El reconocimiento con el estetoscopio tampoco dejó entrever ningún signo esperanzador en el rostro del médico. Separó los párpados de Herter con cuidado y examinó sus pupilas con una linterna. Luego suspiró y, mirando a Maria, dijo:
—Lo lamento, señora. El señor ha fallecido.
—Pero ¿cómo puede suceder eso así tan repentinamente? —preguntó Maria como si la respuesta a esta pregunta pudiera solucionar algo—. ¡Si hace media hora aún vivía!
El médico se puso en pie.
—Una parada cardiaca súbita. Puede suceder a su edad. Tal vez provocada por una emoción demasiado fuerte.
—Pero ¡si justamente iba a echarse una siesta!

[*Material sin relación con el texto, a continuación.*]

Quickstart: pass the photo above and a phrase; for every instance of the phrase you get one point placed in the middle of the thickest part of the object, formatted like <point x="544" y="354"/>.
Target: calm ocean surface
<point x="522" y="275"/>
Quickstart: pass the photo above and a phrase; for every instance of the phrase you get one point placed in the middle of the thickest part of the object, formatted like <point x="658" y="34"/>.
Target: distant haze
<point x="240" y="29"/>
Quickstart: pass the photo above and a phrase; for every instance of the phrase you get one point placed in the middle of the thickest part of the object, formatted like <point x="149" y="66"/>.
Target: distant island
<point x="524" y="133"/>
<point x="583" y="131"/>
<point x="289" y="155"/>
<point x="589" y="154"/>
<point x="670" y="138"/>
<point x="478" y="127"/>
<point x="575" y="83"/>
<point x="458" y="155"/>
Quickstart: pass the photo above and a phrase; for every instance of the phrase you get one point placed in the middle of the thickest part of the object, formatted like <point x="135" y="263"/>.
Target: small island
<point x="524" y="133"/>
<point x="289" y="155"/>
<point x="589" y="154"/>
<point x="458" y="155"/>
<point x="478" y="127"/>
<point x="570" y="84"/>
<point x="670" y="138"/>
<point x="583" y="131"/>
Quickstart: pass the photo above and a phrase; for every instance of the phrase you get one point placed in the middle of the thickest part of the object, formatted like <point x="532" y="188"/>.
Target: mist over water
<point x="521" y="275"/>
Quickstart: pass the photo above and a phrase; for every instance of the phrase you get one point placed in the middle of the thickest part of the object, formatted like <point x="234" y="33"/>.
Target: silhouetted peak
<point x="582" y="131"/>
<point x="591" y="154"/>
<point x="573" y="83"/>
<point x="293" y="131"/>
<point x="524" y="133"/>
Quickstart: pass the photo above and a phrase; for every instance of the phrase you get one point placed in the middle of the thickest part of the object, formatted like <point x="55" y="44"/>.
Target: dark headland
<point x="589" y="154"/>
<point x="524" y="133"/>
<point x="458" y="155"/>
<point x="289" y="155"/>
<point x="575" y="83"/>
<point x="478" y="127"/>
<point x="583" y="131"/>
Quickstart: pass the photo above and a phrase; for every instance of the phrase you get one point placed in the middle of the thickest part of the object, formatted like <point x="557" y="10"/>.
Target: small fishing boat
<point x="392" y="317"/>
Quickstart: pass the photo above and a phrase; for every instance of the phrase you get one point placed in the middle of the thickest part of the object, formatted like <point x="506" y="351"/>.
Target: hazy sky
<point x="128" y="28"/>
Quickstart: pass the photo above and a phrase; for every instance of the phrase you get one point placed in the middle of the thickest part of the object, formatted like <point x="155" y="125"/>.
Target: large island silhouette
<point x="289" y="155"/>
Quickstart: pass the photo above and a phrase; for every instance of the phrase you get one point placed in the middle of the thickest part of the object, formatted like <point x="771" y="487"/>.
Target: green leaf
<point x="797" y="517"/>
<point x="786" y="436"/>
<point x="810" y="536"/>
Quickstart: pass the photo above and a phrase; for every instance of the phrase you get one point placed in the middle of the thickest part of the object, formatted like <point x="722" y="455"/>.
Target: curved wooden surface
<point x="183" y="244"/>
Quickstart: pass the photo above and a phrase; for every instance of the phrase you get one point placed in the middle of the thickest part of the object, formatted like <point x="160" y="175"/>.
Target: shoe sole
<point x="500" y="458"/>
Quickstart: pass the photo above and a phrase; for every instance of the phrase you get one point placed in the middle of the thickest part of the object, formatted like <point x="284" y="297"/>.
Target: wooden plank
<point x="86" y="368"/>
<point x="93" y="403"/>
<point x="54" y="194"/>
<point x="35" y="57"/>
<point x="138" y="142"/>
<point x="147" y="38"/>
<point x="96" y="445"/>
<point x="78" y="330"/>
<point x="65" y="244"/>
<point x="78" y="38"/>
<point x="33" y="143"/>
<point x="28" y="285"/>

El médico hizo un gesto como para indicar que él tampoco entendía lo que había pasado y, tras unas palabras de condolencia, se marchó. Entretanto había entrado en la habitación el director del Sacher. Consternado, tomó las manos de Maria entre las suyas, y, con palabras entrecortadas, le dijo:
—Señora..., una mente tan privilegiada..., una pérdida para el mundo. La ayudaremos con lo que haga falta, por supuesto.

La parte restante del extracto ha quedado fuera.